`Tax reform' could curb innovation

WHILE the United States Senate forges ahead to close tax loopholes for the wealthy, a tax disaster lurks in the background, waiting to spring on companies that depend on research for their future. That disaster is the proposal to base a minimum corporate tax in part on the amount of research and development that companies undertake. The proposal is not, as you might suppose, to reduce taxes for companies investing heavily in their futures. On the contrary, the Senate is considering adding R&D expenses into a base on which a minimum tax would be levied.

The objective of the minimum tax is to force all profitable companies to share in the tax burden. At present, elaborate loopholes allow at least 10 of America's largest corporations to pay little or no taxes on immense profits. US electronics companies are not among the culprits. On the contrary, the industry pays very high effective tax rates -- about double the national average. But the proposed method to force non-taxpaying companies to pay taxes -- taxing them on research and development spending -- would in fact strike hard at high-tech companies that are using innovation to build America's future while still picking up more than their fair share of the nation's tax burden.

The Congressional Budget Office estimates that electronics companies as a whole already pay effective tax rates of more than 30 percent, substantially more than would be required under a proposed 25 percent minimum tax. And this is under the present law, which allows companies to deduct R&D expenditures in the year in which they are incurred.

But legislation now before the Senate would treat R&D spending as taxable capital assets that must be ``amortized'' (spread out) over a five-year period. In effect, a company would be able to deduct only 20 percent of its current-year R&D spending when computing income that's taxible for a minimum tax.

Including R&D as (in tax terminology) a ``preference'' item on which taxing would be based would in fact be a brand new tax upon US high-tech. The bill would amount to a $17 billion increase for American industry over the next five years -- a powerful disincentive for R&D at a time when rising competition from abroad demands that the US invest in more, not less, R&D.

Arguments against basing a minimum tax in part on R&D expenses abound:

Profitmaking companies do not at present escape taxation by investing in research and development. The Securities and Exchange Commission requires companies to ``expense,'' or fully deduct, R&D costs before reporting income to shareholders. Profits are measured after deducting R&D expenditures fully when they are incurred. This SEC requirement prevents companies from inflating financial income for accounting purposes while reducing it for tax purposes.
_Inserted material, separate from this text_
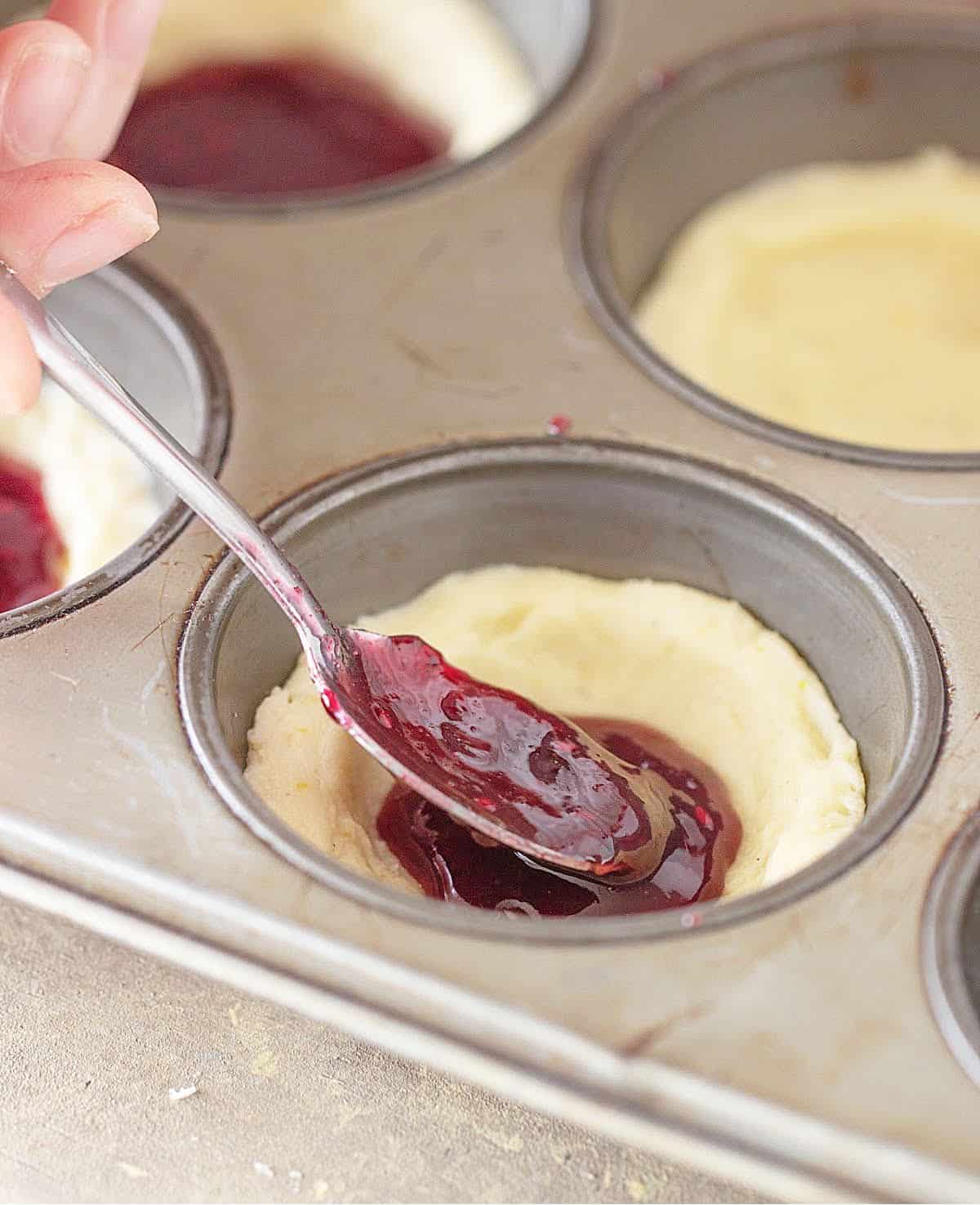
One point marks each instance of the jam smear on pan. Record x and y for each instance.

Nonprofitable firms would be penalized for investing in R&D, because the new requirement could bring them under a minimum tax. The effect on these nonprofitable firms could be devastating.

The penalty for increasing R&D investments would be severe. The higher the R&D investment, the higher the tax. The 10 US companies with the highest ratios of R&D to sales would have had to pay more than 35 percent of their incomes in taxes. Moreover, a minimum tax that requires R&D amortization would have increased taxes paid by R&D spenders in 1984 by more than three times the increase that would have occurred under a minimum tax that allowed R&D expensing.

Taxing R&D puts us behind our international competitors. No other country cuts back on the effect of R&D deductions by means of a minimum tax.

Japan, for example, permits five-year carryovers of unused R&D deductions and also provides a tax credit equal to 20 percent of the excess of current R&D expenditures over the largest amount of R&D expenditures incurred in any single tax year. In addition, it allows a special deduction of up to 40 percent of corporate income for companies that derive income from ``overseas transactions in technical services.'' Japan's growing technological dominance and trade surplus show the results.

Even Britain can show higher productivity than the US, in part because of its long-term approach to R&D; all R&D expenditures are fully deductible in the year they are incurred, and unused deductions may be carried forward for up to five years.

Congress's proposed treatment of R&D simply does not reflect economic reality. Proposals to require amortizing R&D spending for minimum tax purposes are based on the view that R&D creates an economic asset for the innovating company, an asset that depreciates over time.

But look at the facts:

Eighty-eight percent of R&D projects are not economically successful. Clearly they do not represent depreciable assets. Thus, the spending on such projects is appropriately charged to expense.

Any attempt to impose an amortization requirement on ``successful'' projects is in vain, because companies cannot determine in advance which of their R&D projects will succeed economically.

Even a partial amortization requirement would distort economic income, since R&D success rates vary widely among companies and industries.

Regardless of one's views on the minimum tax that is in the concept stage, there can be no question that the novel requirement of taxing R&D costs over a five-year period, rather than letting them be deducted in the year they occur, would seriously penalize America's R&D-intensive companies. Dragging down US innovation could not happen at a worse time for either the nation's economy or its trade balance.

America for a generation has stood upon a foundation of technological preeminence.

We have achieved it only by combining vastly expensive long-term commitments with the unique American willingness to take risks. Greatly increasing the price of such risk for US companies and entrepreneurs, especially for the sake of giving Congress more short-term revenue, is a certain prescription not just for sectoral but for national decline.

Vico E. Henriques is president of the Computer and Business Equipment Manufacturers Association.